Epac enhances excitation–transcription coupling in cardiac myocytes

Abstract

Epac is a guanine nucleotide exchange protein that is directly activated by cAMP, but whose cardiac cellular functions remain unclear. It is important to understand cardiac Epac signaling, because it is activated in parallel to classical cAMP-dependent signaling via protein kinase A. In addition to activating contraction, Ca2+ is a key cardiac transcription regulator (excitation–transcription coupling). It is unknown how myocyte Ca2+ signals are decoded in cardiac myocytes to control nuclear transcription.
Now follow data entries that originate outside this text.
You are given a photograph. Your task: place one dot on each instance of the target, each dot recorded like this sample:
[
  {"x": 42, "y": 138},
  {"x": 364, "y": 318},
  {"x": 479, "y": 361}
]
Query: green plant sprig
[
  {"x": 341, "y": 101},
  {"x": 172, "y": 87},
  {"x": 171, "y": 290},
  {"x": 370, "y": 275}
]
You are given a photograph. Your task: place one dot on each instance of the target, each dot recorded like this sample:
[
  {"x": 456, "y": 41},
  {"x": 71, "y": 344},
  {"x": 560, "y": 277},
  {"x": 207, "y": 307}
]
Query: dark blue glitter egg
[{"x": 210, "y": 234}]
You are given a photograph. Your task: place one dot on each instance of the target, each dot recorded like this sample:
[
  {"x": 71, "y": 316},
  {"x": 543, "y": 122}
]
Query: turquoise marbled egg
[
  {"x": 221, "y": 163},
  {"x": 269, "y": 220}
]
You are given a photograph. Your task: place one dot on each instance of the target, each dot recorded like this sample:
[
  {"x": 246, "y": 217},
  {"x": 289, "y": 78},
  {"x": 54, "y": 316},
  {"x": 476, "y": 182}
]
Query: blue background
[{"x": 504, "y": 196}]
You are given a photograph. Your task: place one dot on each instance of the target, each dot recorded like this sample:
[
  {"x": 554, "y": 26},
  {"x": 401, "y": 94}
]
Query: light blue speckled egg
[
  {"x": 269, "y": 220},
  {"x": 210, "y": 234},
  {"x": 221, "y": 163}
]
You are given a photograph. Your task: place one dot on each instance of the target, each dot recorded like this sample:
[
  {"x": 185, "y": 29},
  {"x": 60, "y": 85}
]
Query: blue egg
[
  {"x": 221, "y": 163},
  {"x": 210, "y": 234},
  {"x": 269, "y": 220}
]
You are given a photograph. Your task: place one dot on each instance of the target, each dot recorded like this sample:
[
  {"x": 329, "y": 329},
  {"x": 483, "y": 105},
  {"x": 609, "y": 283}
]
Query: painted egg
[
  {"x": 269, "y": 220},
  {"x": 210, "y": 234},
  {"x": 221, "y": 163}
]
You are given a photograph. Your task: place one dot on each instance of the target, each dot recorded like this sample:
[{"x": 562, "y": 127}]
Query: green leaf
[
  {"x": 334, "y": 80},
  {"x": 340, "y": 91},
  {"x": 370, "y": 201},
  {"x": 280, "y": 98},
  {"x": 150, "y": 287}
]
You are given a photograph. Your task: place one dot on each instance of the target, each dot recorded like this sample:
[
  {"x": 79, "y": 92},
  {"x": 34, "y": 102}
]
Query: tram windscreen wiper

We examine Epac actions on cytosolic ([Ca2+]i) and intranuclear ([Ca2+]n) Ca2+ homeostasis, focusing on whether Epac alters [Ca2+]n and activates a prohypertrophic program in cardiomyocytes. Adult rat cardiomyocytes, loaded with fluo-3 were viewed by confocal microscopy during electrical field stimulation at 1Hz. Acute Epac activation by 8-pCPT increased Ca2+ sparks and diastolic [Ca2+]i, but decreased systolic [Ca2+]i. The effects on diastolic [Ca2+]i and Ca2+ spark frequency were dependent on phospholipase C (PLC), inositol 1,4,5 triphosphate receptor (IP3R) and CaMKII activation. Interestingly, Epac preferentially increased [Ca2+]n during both diastole and systole, correlating with the perinuclear expression pattern of Epac. Moreover, Epac activation induced histone deacetylase 5 (HDAC5) nuclear export, with consequent activation of the prohypertrophic transcription factor MEF2. These data provide the first evidence that the cAMP-binding protein Epac modulates cardiac nuclear Ca2+ signaling by increasing [Ca2+]n through PLC, IP3R and CaMKII activation, and initiates a prohypertrophic program via HDAC5 nuclear export and subsequent activation of the transcription factor MEF2.